Governor Santi nodded and left the platform with Dragon Trekus. Another Dragon man stepped onto the platform next and approached King Madious. “Greetings, I am Dragon Ciparo,” said the Dragon man. “It is an honor to meet a fellow sailor. I’m afraid we only have pleasure sailing craft these days, though, there is a Galleon in the water at the Maritime Museum, if you are interested.”
King Madious held his hand out. “I would very much be interested.”
Dragon Ciparo shook Madious’ hand vigorously and the two headed off together and talking of sailing as if they were lifelong friends. Jasai walked over to the first Dragon man and gave him a wry grin. “You had this all planned out,” she said.
The Dragon man feigned an innocent expression. “I have not forgotten you,” he said. “We have a special gift prepared for you.”
“Gift! I like gifts,” said Jasai. “Hey, Zil, they have a… hey, where’s Zil?”
“Zil? Who is Zil?” asked the Dragon Dreggo. “You arrived only with the three Aidens.”
Jasai narrowed her eyes. “No I… wait, my memory of Zil being here is gone, but I know he was here.”

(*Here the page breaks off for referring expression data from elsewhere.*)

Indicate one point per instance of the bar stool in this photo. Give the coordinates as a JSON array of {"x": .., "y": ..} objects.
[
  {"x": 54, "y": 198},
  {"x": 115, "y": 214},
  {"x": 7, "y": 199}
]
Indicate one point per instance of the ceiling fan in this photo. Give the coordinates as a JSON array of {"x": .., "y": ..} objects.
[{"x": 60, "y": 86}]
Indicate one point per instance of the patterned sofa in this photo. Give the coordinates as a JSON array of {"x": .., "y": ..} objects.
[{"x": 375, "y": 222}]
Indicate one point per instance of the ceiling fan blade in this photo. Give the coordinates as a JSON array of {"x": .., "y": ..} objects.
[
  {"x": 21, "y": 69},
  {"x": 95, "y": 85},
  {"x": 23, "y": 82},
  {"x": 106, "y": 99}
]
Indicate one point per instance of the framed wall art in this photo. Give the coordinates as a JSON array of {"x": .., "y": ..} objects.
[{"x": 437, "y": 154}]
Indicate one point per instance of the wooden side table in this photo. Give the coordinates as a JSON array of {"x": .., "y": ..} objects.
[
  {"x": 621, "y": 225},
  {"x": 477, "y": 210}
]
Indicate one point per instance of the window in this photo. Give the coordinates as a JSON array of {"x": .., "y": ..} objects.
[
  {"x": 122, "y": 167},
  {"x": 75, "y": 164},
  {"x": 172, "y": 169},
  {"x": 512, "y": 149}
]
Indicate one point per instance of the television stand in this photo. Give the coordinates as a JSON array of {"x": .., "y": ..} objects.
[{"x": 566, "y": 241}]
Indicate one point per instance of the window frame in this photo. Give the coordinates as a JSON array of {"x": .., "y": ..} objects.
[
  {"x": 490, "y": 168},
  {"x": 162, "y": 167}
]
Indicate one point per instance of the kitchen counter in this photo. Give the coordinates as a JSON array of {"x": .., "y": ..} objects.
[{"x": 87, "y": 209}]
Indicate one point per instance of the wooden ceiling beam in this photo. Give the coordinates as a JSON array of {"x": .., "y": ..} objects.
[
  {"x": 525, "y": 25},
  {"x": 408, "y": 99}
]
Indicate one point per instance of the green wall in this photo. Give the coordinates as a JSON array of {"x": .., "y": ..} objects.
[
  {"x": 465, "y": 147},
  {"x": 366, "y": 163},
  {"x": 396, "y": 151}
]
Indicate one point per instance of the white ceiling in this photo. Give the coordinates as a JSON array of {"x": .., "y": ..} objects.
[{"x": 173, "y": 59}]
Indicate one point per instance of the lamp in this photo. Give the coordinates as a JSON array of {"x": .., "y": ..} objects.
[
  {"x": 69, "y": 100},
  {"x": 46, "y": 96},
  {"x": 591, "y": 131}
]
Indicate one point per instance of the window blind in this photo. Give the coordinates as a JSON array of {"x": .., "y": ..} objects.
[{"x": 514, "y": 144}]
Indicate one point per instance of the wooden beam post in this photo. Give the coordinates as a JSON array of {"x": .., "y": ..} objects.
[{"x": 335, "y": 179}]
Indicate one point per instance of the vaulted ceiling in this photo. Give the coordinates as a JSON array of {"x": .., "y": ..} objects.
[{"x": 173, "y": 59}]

The Dragon man raised a brow. “Interesting, you have been around a Time Walker long enough now that you can sense when he has altered the timeline and created a paradox.”
“Where is he?” Jasai growled.
“I assure you, he left of his own accord. The Mathor are not permitted on this world, it is an ancient dispute. Though, I would not be able to force a Time Walker to leave without his consent. The Time Walkers are the strongest of the Body Protectors, Aestar must have cherished you a great deal to give you one.”
“What do you mean, Time Walker?” asked Jasai. “I know Zil can do some things with time, but are you saying Zil is like the Jon Blacks?”
The Dragon man laughed. “You can hardly compare a Mathor Time Walker to the Jon Blacks. The Jon Blacks are frauds and errant irresponsible children causing constant damage to the timeline. A Time Walker could drop all the Jon Blacks into the void and be done with their nonsense, but for a reason we do not know, they won’t do it.”
Jasai’s hand went to her dagger. “You’re trying to distract me, so I’m only going to ask you one more time, where is Zil?”
“There it is,” said the Dragon man. “The famous cold anger of the Darai. Your love for Zil is without question, I can see that, but Zil saw that we intend you no harm and he left of his own free will. We would have made an exception and allowed him to stay, but it was his choice. He is waiting for you on the Mathor home world.”
“If you are enemies with the Mathor, then you are my enemy,” said Jasai.
“We are not their enemy, nor them ours,” replied the Dragon man. “It is only an ancient and bitter dispute. At each of Aestar’s rebirth cycles we have requested the return of the boy Aestar, but they refuse. They state that we are not organic and have no business raising a living child, despite that we have raised countless organic species, yours included.”
“A custody dispute?” asked Jasai.
“Yes, a custody dispute, and that is the only dispute we have with the Mathor, but it has been a bitter custody dispute and driven a wedge between our two worlds.”
Jasai dropped her hand from her dagger. “I want my gift,” said Jasai.
The Dragon man laughed. “Spoken as a true Raven. I don’t believe there has been a Raven of such courage as yourself since Kasi the Great.”
Jasai immediately forgot her anger. “You knew Kasi the Great?”
“It was the Queen Dragon that sang the first song to Kasi and showed her where the River of Consciousness was so that later Kasi could lead all of Darai into the collective mind.”
“Okay, fine. Where is my gift?” said Jasai.
The Dragon man laughed again. “Have you ever heard the story of the raven that got her head caught in a jar and couldn’t get out because she wouldn’t let go of the shiny pebble?”
“I’ve heard the story, but it was a crow that got stuck, not a raven,” said Jasai. “A raven would have just taken the whole jar.”
The Dragon man grinned and turned away. “Come along, your jar with a shiny pebble is waiting.”
Jasai glared at the Dragon as he walked away. She wasn’t sure if she liked Dragons.